A custom subset (e.g., "only emojis used in our app") would require a fork or a wrapper package that pre-filters at build time. Out of scope for this package.
## Memory footprint
Per-process overhead:
- **Catalog** — ~5 MB resident (parsed JS object representation of the 543 KB JSON)
- **Code** — ~50 KB
- **`@twemoji/parser`** — ~50 KB
Loaded once per process; doesn't grow with usage.
In Node, the catalog is the biggest single string-heavy object in `process.memoryUsage().heapUsed` for any app that uses this package and not much else.
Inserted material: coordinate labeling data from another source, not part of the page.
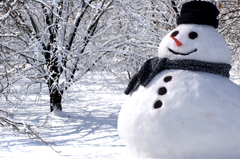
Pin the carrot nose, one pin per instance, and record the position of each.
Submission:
(178, 43)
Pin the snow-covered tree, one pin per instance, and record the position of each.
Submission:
(57, 41)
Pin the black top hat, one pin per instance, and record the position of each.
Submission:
(199, 12)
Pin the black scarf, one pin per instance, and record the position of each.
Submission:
(155, 65)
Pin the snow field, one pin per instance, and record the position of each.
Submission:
(86, 129)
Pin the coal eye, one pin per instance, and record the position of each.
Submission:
(175, 33)
(193, 35)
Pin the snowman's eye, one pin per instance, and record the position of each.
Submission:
(193, 35)
(175, 33)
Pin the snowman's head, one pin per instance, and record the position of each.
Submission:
(196, 38)
(196, 42)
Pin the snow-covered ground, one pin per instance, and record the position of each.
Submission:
(87, 128)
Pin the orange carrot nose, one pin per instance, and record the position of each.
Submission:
(176, 41)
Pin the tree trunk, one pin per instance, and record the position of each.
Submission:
(55, 100)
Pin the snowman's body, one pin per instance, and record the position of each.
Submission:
(185, 114)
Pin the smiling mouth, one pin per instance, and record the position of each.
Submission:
(184, 54)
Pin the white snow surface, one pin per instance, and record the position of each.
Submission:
(86, 129)
(199, 118)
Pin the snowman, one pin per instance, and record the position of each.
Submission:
(181, 104)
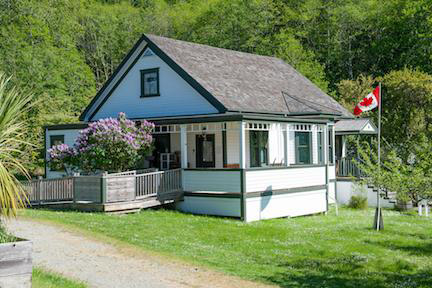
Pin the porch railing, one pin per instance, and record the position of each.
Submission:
(348, 168)
(157, 183)
(106, 188)
(49, 190)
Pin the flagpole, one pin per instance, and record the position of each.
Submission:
(378, 211)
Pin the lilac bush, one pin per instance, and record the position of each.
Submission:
(108, 145)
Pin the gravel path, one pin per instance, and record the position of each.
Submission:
(105, 265)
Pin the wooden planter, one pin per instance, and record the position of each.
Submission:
(16, 264)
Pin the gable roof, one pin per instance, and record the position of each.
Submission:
(238, 81)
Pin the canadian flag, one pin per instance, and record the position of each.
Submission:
(368, 103)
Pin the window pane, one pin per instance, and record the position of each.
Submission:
(150, 83)
(258, 148)
(207, 151)
(303, 147)
(320, 150)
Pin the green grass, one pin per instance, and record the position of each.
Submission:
(44, 279)
(314, 251)
(5, 236)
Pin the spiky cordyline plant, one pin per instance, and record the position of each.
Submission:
(13, 105)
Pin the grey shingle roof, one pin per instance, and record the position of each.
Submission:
(248, 82)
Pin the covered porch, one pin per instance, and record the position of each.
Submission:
(251, 167)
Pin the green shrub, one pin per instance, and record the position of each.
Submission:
(358, 202)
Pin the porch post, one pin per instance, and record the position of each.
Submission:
(242, 148)
(286, 144)
(343, 146)
(326, 161)
(183, 146)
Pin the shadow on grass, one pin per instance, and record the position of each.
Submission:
(349, 271)
(423, 249)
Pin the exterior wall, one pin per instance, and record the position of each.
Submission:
(70, 136)
(285, 178)
(286, 205)
(211, 181)
(177, 97)
(346, 188)
(276, 144)
(210, 206)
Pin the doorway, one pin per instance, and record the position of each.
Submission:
(205, 151)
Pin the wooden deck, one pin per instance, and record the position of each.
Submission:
(112, 193)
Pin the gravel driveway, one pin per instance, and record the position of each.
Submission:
(105, 265)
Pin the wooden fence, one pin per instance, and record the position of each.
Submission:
(106, 188)
(50, 190)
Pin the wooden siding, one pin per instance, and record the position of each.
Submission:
(211, 181)
(177, 97)
(286, 205)
(276, 179)
(16, 264)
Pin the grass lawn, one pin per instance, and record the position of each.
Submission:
(45, 279)
(314, 251)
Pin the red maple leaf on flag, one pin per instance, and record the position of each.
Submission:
(366, 102)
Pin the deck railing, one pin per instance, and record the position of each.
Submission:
(348, 168)
(49, 190)
(157, 183)
(106, 188)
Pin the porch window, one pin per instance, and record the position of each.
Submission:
(258, 148)
(303, 147)
(56, 140)
(331, 144)
(320, 147)
(150, 82)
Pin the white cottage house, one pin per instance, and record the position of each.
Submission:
(254, 138)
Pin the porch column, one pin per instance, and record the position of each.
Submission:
(183, 145)
(286, 144)
(343, 146)
(242, 148)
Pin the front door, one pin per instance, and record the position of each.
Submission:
(205, 151)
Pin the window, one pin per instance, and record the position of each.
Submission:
(320, 140)
(150, 82)
(56, 140)
(258, 148)
(303, 147)
(330, 145)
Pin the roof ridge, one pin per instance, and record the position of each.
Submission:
(218, 48)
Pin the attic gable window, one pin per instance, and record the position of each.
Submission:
(150, 82)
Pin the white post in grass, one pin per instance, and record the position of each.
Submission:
(378, 210)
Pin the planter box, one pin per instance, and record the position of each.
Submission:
(16, 264)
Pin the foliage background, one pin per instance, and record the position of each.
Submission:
(63, 50)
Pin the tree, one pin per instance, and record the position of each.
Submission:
(14, 104)
(406, 106)
(412, 180)
(109, 144)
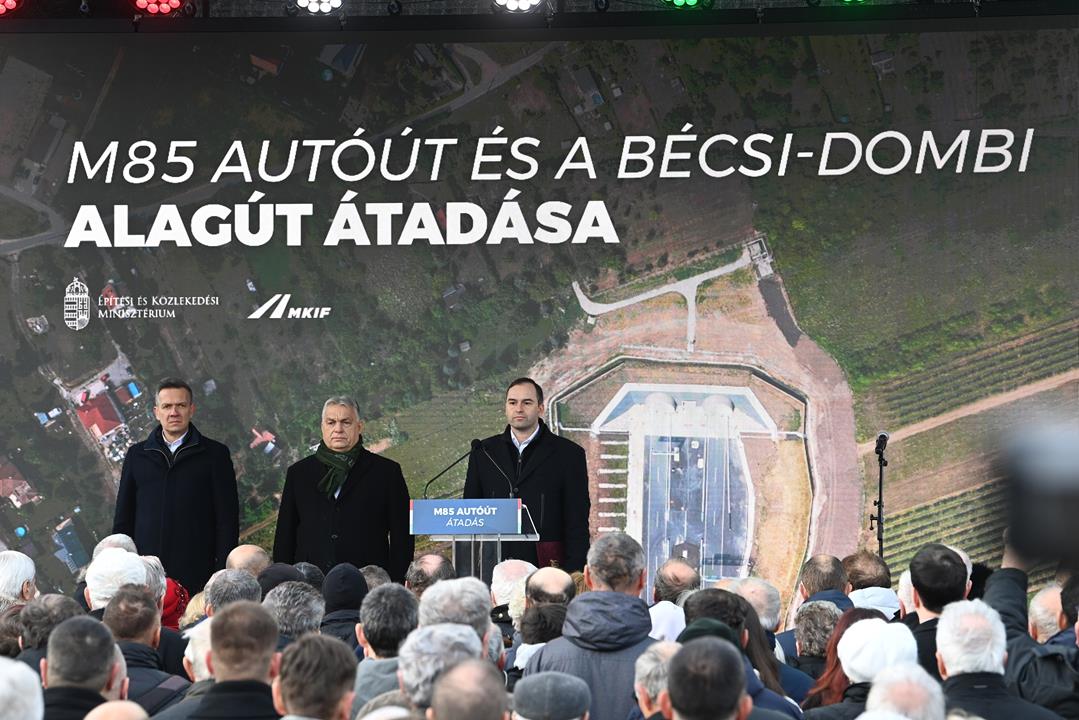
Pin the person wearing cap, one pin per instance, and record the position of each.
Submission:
(343, 589)
(551, 696)
(866, 648)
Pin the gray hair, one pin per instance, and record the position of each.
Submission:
(342, 401)
(429, 651)
(297, 607)
(615, 561)
(814, 624)
(652, 667)
(464, 600)
(971, 638)
(15, 569)
(110, 569)
(197, 637)
(155, 581)
(765, 599)
(506, 575)
(228, 586)
(1045, 612)
(115, 540)
(21, 696)
(909, 691)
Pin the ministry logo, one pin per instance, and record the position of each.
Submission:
(77, 304)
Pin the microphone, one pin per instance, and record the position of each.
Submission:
(449, 467)
(509, 484)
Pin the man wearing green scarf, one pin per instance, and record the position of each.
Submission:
(343, 503)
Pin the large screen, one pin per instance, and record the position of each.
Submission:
(729, 261)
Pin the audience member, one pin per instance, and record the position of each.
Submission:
(374, 576)
(1048, 621)
(171, 643)
(715, 612)
(135, 621)
(907, 691)
(814, 624)
(197, 669)
(871, 583)
(17, 575)
(939, 575)
(822, 578)
(243, 637)
(343, 591)
(107, 572)
(249, 558)
(705, 681)
(38, 620)
(82, 668)
(390, 612)
(312, 574)
(118, 709)
(470, 691)
(505, 578)
(540, 625)
(19, 691)
(316, 677)
(651, 674)
(970, 657)
(833, 681)
(605, 629)
(552, 695)
(426, 570)
(297, 608)
(425, 654)
(228, 586)
(866, 648)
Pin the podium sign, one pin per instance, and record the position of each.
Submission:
(465, 517)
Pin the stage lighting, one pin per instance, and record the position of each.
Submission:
(318, 7)
(158, 7)
(517, 5)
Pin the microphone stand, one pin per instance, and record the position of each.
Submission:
(878, 503)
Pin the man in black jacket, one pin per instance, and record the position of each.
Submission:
(1045, 675)
(135, 621)
(81, 669)
(344, 504)
(177, 496)
(548, 473)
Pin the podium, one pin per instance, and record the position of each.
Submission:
(476, 528)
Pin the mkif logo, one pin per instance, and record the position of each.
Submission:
(77, 304)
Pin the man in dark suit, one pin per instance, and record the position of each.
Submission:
(548, 473)
(177, 496)
(344, 504)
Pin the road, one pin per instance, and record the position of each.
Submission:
(687, 288)
(975, 407)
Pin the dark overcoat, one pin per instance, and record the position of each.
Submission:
(182, 507)
(551, 479)
(367, 524)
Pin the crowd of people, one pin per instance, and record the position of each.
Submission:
(264, 640)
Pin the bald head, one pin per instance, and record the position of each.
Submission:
(673, 578)
(549, 586)
(248, 558)
(119, 709)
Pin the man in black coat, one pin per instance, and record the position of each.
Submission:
(177, 496)
(344, 504)
(548, 473)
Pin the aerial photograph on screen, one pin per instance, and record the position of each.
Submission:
(726, 365)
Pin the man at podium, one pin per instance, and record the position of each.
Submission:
(547, 472)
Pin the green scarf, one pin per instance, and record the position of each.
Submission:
(338, 465)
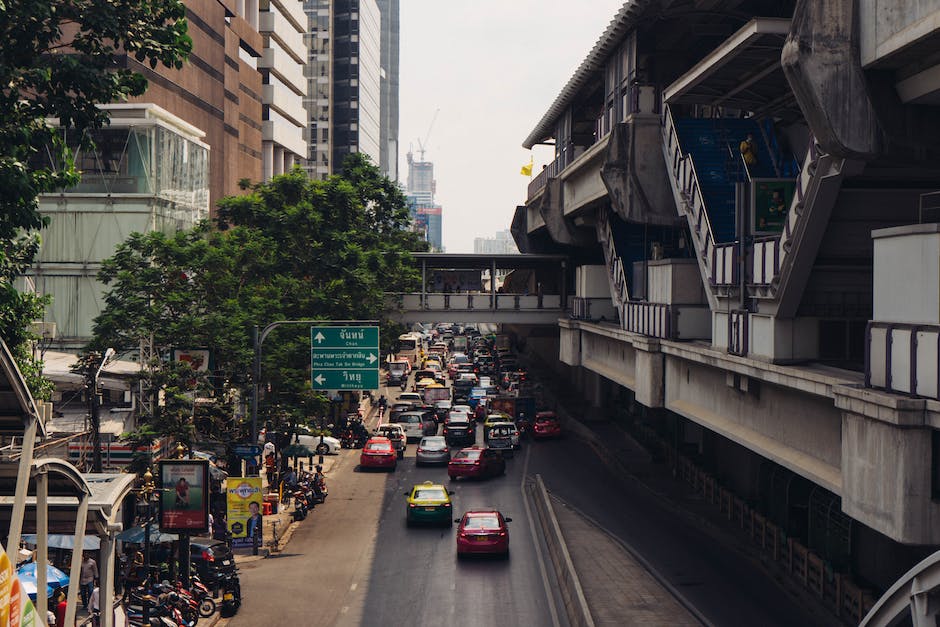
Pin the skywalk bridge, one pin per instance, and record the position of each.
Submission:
(528, 289)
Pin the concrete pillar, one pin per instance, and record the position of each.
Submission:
(267, 160)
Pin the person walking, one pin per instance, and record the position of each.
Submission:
(86, 581)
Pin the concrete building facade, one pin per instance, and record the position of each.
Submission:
(283, 27)
(775, 318)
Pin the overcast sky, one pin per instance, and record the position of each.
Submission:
(492, 67)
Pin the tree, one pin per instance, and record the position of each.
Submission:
(289, 249)
(59, 59)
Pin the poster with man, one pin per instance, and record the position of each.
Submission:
(184, 496)
(243, 499)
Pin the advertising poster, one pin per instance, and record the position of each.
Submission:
(244, 510)
(184, 496)
(771, 203)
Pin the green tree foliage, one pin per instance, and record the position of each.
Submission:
(290, 249)
(59, 59)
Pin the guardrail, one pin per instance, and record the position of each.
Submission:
(893, 352)
(474, 302)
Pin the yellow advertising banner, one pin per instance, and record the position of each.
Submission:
(244, 510)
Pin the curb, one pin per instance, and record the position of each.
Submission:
(576, 606)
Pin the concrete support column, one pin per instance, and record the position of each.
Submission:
(267, 160)
(650, 381)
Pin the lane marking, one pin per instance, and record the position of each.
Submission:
(538, 549)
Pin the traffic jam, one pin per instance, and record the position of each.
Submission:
(462, 399)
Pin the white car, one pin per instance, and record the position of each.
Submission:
(329, 446)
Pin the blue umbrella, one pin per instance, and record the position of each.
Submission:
(29, 587)
(55, 578)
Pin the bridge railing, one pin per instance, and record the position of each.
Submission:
(433, 301)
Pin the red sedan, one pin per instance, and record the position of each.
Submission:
(378, 453)
(546, 425)
(483, 532)
(476, 461)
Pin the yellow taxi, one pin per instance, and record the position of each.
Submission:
(429, 503)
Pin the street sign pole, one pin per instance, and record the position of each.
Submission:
(259, 338)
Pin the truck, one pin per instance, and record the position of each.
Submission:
(514, 406)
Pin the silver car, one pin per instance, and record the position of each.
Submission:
(432, 449)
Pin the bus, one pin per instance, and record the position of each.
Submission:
(408, 347)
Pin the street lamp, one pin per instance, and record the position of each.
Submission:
(95, 419)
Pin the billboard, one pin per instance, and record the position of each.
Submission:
(770, 204)
(243, 501)
(184, 496)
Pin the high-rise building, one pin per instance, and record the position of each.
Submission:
(501, 244)
(283, 25)
(427, 214)
(319, 73)
(352, 83)
(391, 27)
(356, 115)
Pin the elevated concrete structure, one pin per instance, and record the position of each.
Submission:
(752, 322)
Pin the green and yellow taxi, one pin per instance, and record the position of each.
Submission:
(429, 503)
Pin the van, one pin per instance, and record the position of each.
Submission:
(413, 424)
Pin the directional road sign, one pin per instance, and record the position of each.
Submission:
(344, 358)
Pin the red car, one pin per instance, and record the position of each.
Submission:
(476, 461)
(546, 425)
(378, 453)
(483, 532)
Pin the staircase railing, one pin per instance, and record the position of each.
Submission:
(619, 288)
(719, 259)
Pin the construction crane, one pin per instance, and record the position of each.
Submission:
(422, 145)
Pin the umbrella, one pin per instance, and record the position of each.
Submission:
(29, 587)
(135, 535)
(58, 541)
(54, 577)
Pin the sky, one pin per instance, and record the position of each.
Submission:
(492, 68)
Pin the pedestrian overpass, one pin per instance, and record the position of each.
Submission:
(529, 289)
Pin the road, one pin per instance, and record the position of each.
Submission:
(355, 562)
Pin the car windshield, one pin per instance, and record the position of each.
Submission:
(430, 493)
(482, 522)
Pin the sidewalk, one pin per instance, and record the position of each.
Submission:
(604, 566)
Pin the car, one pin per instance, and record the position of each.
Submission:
(412, 422)
(476, 461)
(546, 425)
(329, 445)
(500, 438)
(429, 503)
(459, 430)
(432, 449)
(212, 559)
(396, 434)
(483, 532)
(378, 453)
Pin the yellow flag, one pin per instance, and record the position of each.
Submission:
(527, 168)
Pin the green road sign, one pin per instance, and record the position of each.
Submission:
(344, 358)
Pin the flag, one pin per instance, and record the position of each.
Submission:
(527, 168)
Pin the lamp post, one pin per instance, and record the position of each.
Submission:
(95, 418)
(147, 490)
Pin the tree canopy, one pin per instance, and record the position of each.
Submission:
(58, 60)
(290, 249)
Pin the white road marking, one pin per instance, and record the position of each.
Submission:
(538, 549)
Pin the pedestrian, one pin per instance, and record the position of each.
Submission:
(86, 581)
(749, 150)
(61, 606)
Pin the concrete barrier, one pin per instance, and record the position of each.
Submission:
(576, 607)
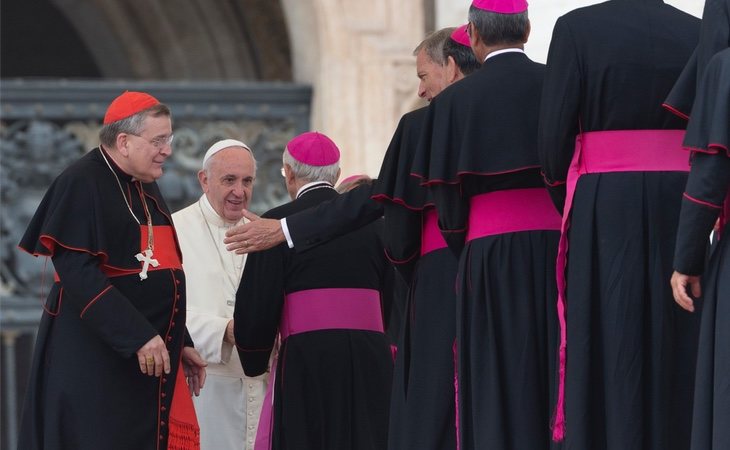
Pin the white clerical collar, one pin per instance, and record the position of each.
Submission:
(212, 216)
(504, 50)
(312, 186)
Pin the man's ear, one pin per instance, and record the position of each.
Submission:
(452, 70)
(122, 144)
(203, 180)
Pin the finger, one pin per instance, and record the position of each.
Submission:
(158, 365)
(250, 216)
(194, 386)
(682, 299)
(150, 365)
(166, 362)
(696, 289)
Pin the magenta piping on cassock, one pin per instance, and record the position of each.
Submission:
(431, 237)
(603, 152)
(511, 211)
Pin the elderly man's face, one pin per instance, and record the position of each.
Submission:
(228, 182)
(146, 153)
(432, 76)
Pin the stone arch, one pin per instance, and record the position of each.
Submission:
(358, 58)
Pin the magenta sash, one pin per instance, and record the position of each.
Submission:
(324, 309)
(319, 309)
(511, 211)
(431, 237)
(604, 152)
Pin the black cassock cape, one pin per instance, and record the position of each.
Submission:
(332, 387)
(479, 137)
(630, 348)
(708, 137)
(714, 36)
(422, 414)
(86, 391)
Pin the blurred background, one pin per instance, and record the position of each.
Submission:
(261, 71)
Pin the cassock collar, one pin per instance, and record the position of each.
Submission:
(504, 50)
(212, 217)
(123, 176)
(312, 186)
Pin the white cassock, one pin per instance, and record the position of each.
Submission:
(229, 405)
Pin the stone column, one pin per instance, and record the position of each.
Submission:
(358, 58)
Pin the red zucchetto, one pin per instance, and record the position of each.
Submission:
(461, 36)
(127, 105)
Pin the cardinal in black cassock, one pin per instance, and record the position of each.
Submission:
(613, 156)
(478, 157)
(119, 288)
(333, 375)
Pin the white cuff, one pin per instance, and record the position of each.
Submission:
(285, 230)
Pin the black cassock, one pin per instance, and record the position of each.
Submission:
(479, 139)
(86, 390)
(332, 387)
(422, 415)
(708, 137)
(630, 348)
(714, 36)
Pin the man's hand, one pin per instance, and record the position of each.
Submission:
(680, 282)
(259, 234)
(229, 336)
(194, 367)
(153, 357)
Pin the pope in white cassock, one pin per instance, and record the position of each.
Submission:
(228, 410)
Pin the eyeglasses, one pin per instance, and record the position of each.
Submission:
(158, 142)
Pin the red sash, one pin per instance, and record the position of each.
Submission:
(319, 309)
(511, 211)
(183, 428)
(603, 152)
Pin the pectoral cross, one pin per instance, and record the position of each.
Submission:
(146, 259)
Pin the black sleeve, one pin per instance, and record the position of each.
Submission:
(334, 218)
(559, 108)
(707, 187)
(453, 211)
(105, 310)
(259, 301)
(402, 236)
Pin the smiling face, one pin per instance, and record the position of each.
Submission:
(228, 182)
(431, 74)
(143, 155)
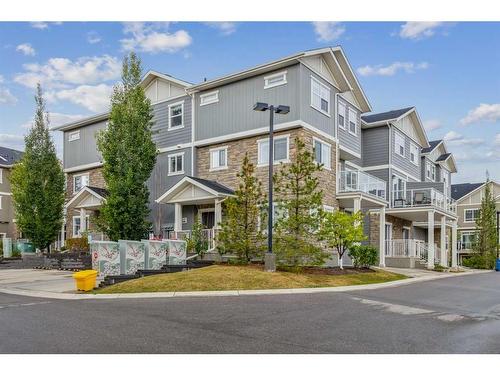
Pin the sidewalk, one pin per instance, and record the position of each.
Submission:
(60, 285)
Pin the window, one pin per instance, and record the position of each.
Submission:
(176, 116)
(209, 98)
(218, 158)
(414, 154)
(342, 115)
(80, 181)
(353, 121)
(175, 164)
(74, 136)
(280, 150)
(322, 153)
(320, 96)
(399, 144)
(274, 80)
(471, 214)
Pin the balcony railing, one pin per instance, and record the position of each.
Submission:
(427, 197)
(362, 182)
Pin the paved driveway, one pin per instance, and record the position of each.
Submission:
(455, 315)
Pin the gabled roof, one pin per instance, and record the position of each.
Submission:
(386, 116)
(9, 156)
(460, 190)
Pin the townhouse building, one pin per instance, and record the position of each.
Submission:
(8, 157)
(382, 164)
(468, 198)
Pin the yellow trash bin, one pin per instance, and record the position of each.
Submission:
(85, 280)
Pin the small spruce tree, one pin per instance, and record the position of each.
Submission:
(37, 183)
(240, 233)
(129, 156)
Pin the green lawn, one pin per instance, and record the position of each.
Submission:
(224, 277)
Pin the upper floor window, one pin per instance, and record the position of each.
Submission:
(218, 158)
(74, 136)
(322, 153)
(80, 181)
(353, 121)
(320, 96)
(209, 98)
(414, 154)
(176, 164)
(274, 80)
(280, 150)
(471, 214)
(342, 115)
(176, 116)
(399, 144)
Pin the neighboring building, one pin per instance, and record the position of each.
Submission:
(7, 222)
(468, 197)
(377, 163)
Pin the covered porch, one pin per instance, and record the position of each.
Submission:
(205, 198)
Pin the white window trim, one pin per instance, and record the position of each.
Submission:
(80, 175)
(170, 127)
(275, 162)
(355, 122)
(170, 173)
(329, 104)
(216, 100)
(329, 154)
(465, 215)
(76, 134)
(211, 151)
(281, 83)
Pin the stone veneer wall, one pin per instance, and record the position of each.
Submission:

Not a problem for typical Node servers; relevant for memory-constrained environments (256 MB Lambdas, Cloudflare Workers).
## Throughput benchmarks
We don't have a wired-up benchmark suite. Rough numbers from manual measurement (Node 22 on M1):
| Operation | Input | Latency |
| ---------------------------------------------- | ----------------------------------- | -------------------------------------- |
| `parse('hello')` | No emojis | < 0.1 ms |
| `parse('hello :smile: 🚀')` | 2 emojis, 1 shortcode | ~0.3 ms |
| `parse(<200 char chat message with 5 emojis>)` | Realistic chat | ~0.5 ms |
| `parseToShortcode('🚀 ⭐️ ❤️ 😎 🔥')` | 5 unicodes | ~0.8 ms (regex construction dominates) |
| `parseToShortcode(<1 KB text>)` | Same alternation regex, longer scan | ~1.5 ms |
| `parseToHtml(<1 KB text with 20 emojis>)` | Full pipeline | ~2 ms |
Twemoji's `parse()` is the dominant cost in `parseToHtml`. Catalog lookups are sub-microsecond.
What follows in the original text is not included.